Few studies addressed exclusionary pathways of migrant groups (Heikkinen 2011; Victor et al. 2012). Given new and substantial migration flows occurring within and across world regions, analyses need to be increasingly framed through an age-related exclusionary lens. Emerging evidence indicates that large numbers of older people have migrated, with increasing recognition of older-adult forced migration patterns (Mölsä et al. 2014; Loi and Sundram 2014). Such trends raise complex questions around exclusion in each of the domains that are framed within pre-migration trauma, the ordeal of migration itself, post-migration stressors and competing notions of displacement and security (Mölsä et al. 2014; Walsh 2016).

The role of economic austerity and the global economic recession in generating exclusion received less consideration than may have been expected (Bonfatti et al. 2015; Scharf 2015). This was particularly surprising given the social, economic and cultural magnitude of the recession in Europe. There is the potential for financial insecurity, arising from the sharp contraction of pension wealth, decreased value of social benefits, and resource transfer to younger generations (Foster and Walker 2014), to impact on the lives of older adults in a multifaceted way. This extends beyond more complex pathways that implicate cuts to public expenditure in welfare, health and social systems that may increase older adult vulnerability. It is necessary to consider the longer-term exclusionary implications of such developments for Europe’s ageing societies.

As a significant contributor to the global disease burden, the fastest growing cause of disability (OECD 2015), and the potential for the condition itself and its care management to serve as an exclusionary mechanism (Österholm and Samuelsson 2015), it was also surprising that dementia did not feature strongly as a topic of exclusion research. Issues with respect to supporting people in their own communities, service access, and the societal positioning of older people with dementia certainly illustrate exclusion stemming from being diagnosed with this condition. While similar arguments could also be made for other conditions, this area requires future research to develop sociological understandings of related disadvantage.

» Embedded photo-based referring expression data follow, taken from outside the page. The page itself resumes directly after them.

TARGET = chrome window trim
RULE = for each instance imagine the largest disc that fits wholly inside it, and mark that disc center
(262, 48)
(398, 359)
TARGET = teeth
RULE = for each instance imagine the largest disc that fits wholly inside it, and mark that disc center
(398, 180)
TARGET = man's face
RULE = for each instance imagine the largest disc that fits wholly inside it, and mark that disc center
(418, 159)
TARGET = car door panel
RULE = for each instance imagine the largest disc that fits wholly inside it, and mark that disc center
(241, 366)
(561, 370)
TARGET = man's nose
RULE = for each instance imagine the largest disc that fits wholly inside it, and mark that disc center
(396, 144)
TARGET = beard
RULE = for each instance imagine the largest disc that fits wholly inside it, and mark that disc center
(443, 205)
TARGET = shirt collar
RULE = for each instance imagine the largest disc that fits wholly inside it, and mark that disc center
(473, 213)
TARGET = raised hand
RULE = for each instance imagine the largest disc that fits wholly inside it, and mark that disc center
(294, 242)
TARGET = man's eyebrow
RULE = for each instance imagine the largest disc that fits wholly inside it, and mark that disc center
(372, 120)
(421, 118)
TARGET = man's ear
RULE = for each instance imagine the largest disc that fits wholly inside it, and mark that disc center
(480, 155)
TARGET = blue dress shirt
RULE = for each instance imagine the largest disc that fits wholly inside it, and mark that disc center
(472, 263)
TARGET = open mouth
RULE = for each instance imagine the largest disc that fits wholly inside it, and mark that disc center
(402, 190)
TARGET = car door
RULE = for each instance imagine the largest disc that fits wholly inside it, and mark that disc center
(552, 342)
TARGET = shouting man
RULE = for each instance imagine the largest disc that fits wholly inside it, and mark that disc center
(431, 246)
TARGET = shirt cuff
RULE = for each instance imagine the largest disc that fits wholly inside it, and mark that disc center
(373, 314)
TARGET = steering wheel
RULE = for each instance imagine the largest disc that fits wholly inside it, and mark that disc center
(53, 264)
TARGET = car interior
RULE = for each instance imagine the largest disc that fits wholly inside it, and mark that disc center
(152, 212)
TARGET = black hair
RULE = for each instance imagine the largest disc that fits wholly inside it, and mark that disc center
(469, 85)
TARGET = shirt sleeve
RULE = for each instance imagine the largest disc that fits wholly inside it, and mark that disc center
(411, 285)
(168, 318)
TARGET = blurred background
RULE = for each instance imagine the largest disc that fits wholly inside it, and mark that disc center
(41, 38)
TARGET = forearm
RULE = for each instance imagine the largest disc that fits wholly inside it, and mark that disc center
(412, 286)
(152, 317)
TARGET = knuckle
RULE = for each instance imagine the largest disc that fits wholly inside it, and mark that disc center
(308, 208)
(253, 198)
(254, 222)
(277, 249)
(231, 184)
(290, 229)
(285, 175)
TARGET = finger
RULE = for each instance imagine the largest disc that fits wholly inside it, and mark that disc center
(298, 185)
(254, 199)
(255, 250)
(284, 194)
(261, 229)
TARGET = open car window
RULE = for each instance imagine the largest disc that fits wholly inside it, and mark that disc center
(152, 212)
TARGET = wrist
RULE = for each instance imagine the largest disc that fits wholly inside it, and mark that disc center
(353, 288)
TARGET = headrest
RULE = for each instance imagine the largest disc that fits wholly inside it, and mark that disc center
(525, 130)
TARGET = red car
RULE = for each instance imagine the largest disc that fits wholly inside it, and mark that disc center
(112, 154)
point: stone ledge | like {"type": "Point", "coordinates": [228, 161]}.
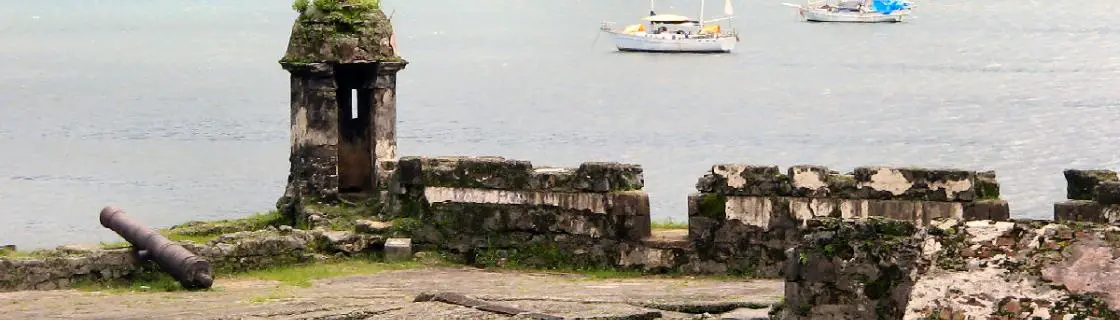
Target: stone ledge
{"type": "Point", "coordinates": [865, 182]}
{"type": "Point", "coordinates": [762, 212]}
{"type": "Point", "coordinates": [497, 172]}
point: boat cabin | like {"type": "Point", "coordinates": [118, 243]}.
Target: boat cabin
{"type": "Point", "coordinates": [673, 25]}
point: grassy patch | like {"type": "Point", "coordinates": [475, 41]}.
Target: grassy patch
{"type": "Point", "coordinates": [669, 224]}
{"type": "Point", "coordinates": [202, 232]}
{"type": "Point", "coordinates": [271, 297]}
{"type": "Point", "coordinates": [112, 245]}
{"type": "Point", "coordinates": [343, 216]}
{"type": "Point", "coordinates": [143, 282]}
{"type": "Point", "coordinates": [183, 237]}
{"type": "Point", "coordinates": [302, 274]}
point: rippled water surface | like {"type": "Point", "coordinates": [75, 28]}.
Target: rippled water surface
{"type": "Point", "coordinates": [178, 110]}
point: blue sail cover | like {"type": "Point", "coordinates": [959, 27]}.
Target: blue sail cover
{"type": "Point", "coordinates": [886, 7]}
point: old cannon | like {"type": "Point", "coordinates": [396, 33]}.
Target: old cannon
{"type": "Point", "coordinates": [189, 270]}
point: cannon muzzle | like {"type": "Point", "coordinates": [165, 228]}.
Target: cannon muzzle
{"type": "Point", "coordinates": [189, 270]}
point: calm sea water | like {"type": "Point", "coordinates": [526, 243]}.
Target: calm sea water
{"type": "Point", "coordinates": [178, 110]}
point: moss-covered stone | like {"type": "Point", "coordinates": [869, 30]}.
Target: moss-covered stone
{"type": "Point", "coordinates": [1082, 184]}
{"type": "Point", "coordinates": [712, 206]}
{"type": "Point", "coordinates": [852, 270]}
{"type": "Point", "coordinates": [339, 31]}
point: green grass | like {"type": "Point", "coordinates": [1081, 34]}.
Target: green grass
{"type": "Point", "coordinates": [304, 274]}
{"type": "Point", "coordinates": [202, 232]}
{"type": "Point", "coordinates": [145, 282]}
{"type": "Point", "coordinates": [194, 238]}
{"type": "Point", "coordinates": [280, 294]}
{"type": "Point", "coordinates": [669, 224]}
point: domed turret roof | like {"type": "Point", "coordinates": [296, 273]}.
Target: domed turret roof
{"type": "Point", "coordinates": [339, 31]}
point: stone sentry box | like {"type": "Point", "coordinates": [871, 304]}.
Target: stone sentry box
{"type": "Point", "coordinates": [501, 208]}
{"type": "Point", "coordinates": [343, 102]}
{"type": "Point", "coordinates": [744, 217]}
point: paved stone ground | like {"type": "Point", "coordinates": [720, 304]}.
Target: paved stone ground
{"type": "Point", "coordinates": [391, 294]}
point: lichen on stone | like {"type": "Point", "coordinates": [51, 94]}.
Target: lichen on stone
{"type": "Point", "coordinates": [339, 31]}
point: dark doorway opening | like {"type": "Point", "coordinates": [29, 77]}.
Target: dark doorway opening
{"type": "Point", "coordinates": [355, 109]}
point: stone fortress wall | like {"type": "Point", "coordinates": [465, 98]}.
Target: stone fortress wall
{"type": "Point", "coordinates": [495, 212]}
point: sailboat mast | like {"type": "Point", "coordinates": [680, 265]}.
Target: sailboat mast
{"type": "Point", "coordinates": [701, 13]}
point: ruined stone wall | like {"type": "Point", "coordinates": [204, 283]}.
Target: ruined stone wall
{"type": "Point", "coordinates": [67, 265]}
{"type": "Point", "coordinates": [500, 210]}
{"type": "Point", "coordinates": [878, 269]}
{"type": "Point", "coordinates": [1093, 196]}
{"type": "Point", "coordinates": [744, 217]}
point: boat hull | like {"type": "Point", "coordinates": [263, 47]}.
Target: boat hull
{"type": "Point", "coordinates": [822, 16]}
{"type": "Point", "coordinates": [647, 43]}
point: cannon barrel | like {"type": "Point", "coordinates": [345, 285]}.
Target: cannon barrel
{"type": "Point", "coordinates": [189, 270]}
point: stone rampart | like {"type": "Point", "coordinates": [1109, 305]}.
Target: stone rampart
{"type": "Point", "coordinates": [880, 269]}
{"type": "Point", "coordinates": [746, 216]}
{"type": "Point", "coordinates": [1093, 196]}
{"type": "Point", "coordinates": [500, 209]}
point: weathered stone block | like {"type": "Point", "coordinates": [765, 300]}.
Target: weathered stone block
{"type": "Point", "coordinates": [1080, 185]}
{"type": "Point", "coordinates": [650, 259]}
{"type": "Point", "coordinates": [758, 212]}
{"type": "Point", "coordinates": [701, 229]}
{"type": "Point", "coordinates": [708, 205]}
{"type": "Point", "coordinates": [916, 184]}
{"type": "Point", "coordinates": [558, 179]}
{"type": "Point", "coordinates": [371, 226]}
{"type": "Point", "coordinates": [1085, 210]}
{"type": "Point", "coordinates": [745, 180]}
{"type": "Point", "coordinates": [589, 201]}
{"type": "Point", "coordinates": [809, 180]}
{"type": "Point", "coordinates": [808, 208]}
{"type": "Point", "coordinates": [628, 204]}
{"type": "Point", "coordinates": [488, 172]}
{"type": "Point", "coordinates": [987, 210]}
{"type": "Point", "coordinates": [986, 185]}
{"type": "Point", "coordinates": [398, 248]}
{"type": "Point", "coordinates": [603, 177]}
{"type": "Point", "coordinates": [851, 270]}
{"type": "Point", "coordinates": [903, 210]}
{"type": "Point", "coordinates": [634, 227]}
{"type": "Point", "coordinates": [1108, 193]}
{"type": "Point", "coordinates": [932, 210]}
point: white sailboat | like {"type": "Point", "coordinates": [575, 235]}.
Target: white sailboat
{"type": "Point", "coordinates": [674, 34]}
{"type": "Point", "coordinates": [868, 11]}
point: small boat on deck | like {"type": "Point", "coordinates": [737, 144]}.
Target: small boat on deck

There are a number of limitations to this article. This includes its focus on English language studies only, difficulties in capturing all material outside of the exclusion discourse, and the limited space that prevents a detailed presentation of knowledge synthesis for each domain. Notwithstanding these issues, the article contributes to international debates on old-age exclusion. It unites disparate evidence on the exclusion of older people across topic areas and disciplines, and helps to inform a more coherent and comprehensive discourse on old-age exclusion. The presented framework harnesses this synthesis and offers a structure for guiding future empirical and conceptual work in this field of study. Old-age exclusion remains a fundamental challenge for ageing societies in Europe and beyond. It is only by sharing, synthesising and building upon state-of-the-art knowledge that we can begin to think about how to effectively and efficiently respond to this challenge.